そしたら理事長が僕も連れてきたら一緒に採用するって話をして僕を学院まで攫おうとしていた。
ってことでいい?」
「はい!」
「はい!じゃないんだけどなぁ……」
元気よく返事をする弟子はかわいい。なんて思いながらその頭を撫でつつ僕は大きなため息を吐く。

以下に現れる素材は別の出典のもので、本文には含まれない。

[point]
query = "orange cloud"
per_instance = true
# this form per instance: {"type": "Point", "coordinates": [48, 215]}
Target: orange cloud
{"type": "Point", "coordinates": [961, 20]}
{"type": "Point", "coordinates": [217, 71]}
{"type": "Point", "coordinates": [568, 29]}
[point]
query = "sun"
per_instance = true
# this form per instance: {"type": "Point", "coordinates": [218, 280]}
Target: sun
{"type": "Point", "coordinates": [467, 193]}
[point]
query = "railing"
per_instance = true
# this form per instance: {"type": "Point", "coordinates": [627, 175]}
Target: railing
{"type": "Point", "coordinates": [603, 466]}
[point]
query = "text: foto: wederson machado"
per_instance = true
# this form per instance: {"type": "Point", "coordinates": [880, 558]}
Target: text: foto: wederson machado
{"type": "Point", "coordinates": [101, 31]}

我ながらこの弟子は一度決めたら突っ走ろうとする癖がある。それは美徳でもあるが悪癖でもある。今回は悪癖として働いた形だろう。
「はぁ……」
「うっ…やっぱり怒ってますよね…」
「この話、僕が拒否したらどうするつもりだったんだい?」
「えっと…でも講師もやってみたいってのは本当だから、多分結局街までは攫った上で私が師匠を養います!!」
いや、それはダメだろう…。流石の僕でも弟子に生活を依存させるわけにはいかないというか……。いやしかし、魔術学院で講師なんて正直……。
などと悩んでいると、横から服の裾を引っ張られた。
「師匠…師匠は私にいろいろなことを教えてくれました。森での生き方、魔術のことも私が知りたいって思ったものはなんでも師匠は教えてくれました。師匠がいろいろなことを教えてくれたからこそ、私は学院でも優秀な成績を収めて理事長に講師として認めてもらえるほどの実力を身につけることができたんです。でも、私を育ててくれた師匠はずっと森の奥で人と関わらずに一人っきりで過ごしてるということが私はずっと辛いんです。……だから師匠、お願いします。もう我儘なんて言いません…。講師になってほしいなんてわがままも言いませんから…。せめて、せめて、私と一緒に街に来て暮らしてください…!」
涙ながらに語る弟子を見ながら思う。
きっと、心配だったんだろう。不安だったんだろう。森の奥深くに置いて行ってしまった僕のことが。そして何より弟子自身が一人になって寂しかったのだろう。
「……はぁ…」
「っ!」
ため息をついた僕に肩をびくりと震わせる。怒られると思ったのだろうか。断られると思ったのだろうか。
僕は弟子の、いや、娘の頭にぽんと手を置いて笑う。
「仕方ないね。娘にここまで言わせて断るわけにはいかないだろう」
「…じゃあ!」
「ただし、講師の件はひとまずお試しだ。私の実力が学院の求めてる力量であるかどうかはやってみないとわからないからね」
「〜〜っ!はい!はいっ!!」
感極まってわんわんとなく、いつの間にか僕よりも大きくなってしまった娘を抱きしめながら、僕は笑う。
仕方ないだろう?気まぐれとはいえ、育ててしまったんだ。親としての愛情も、師としての愛情もある。そんな僕が突き放せるわけないだろう?
弟子に攫われる師匠なんているわけねぇよなぁ!?なんで攫われてるの??
この後普通に魔術講師になりますし色々やります。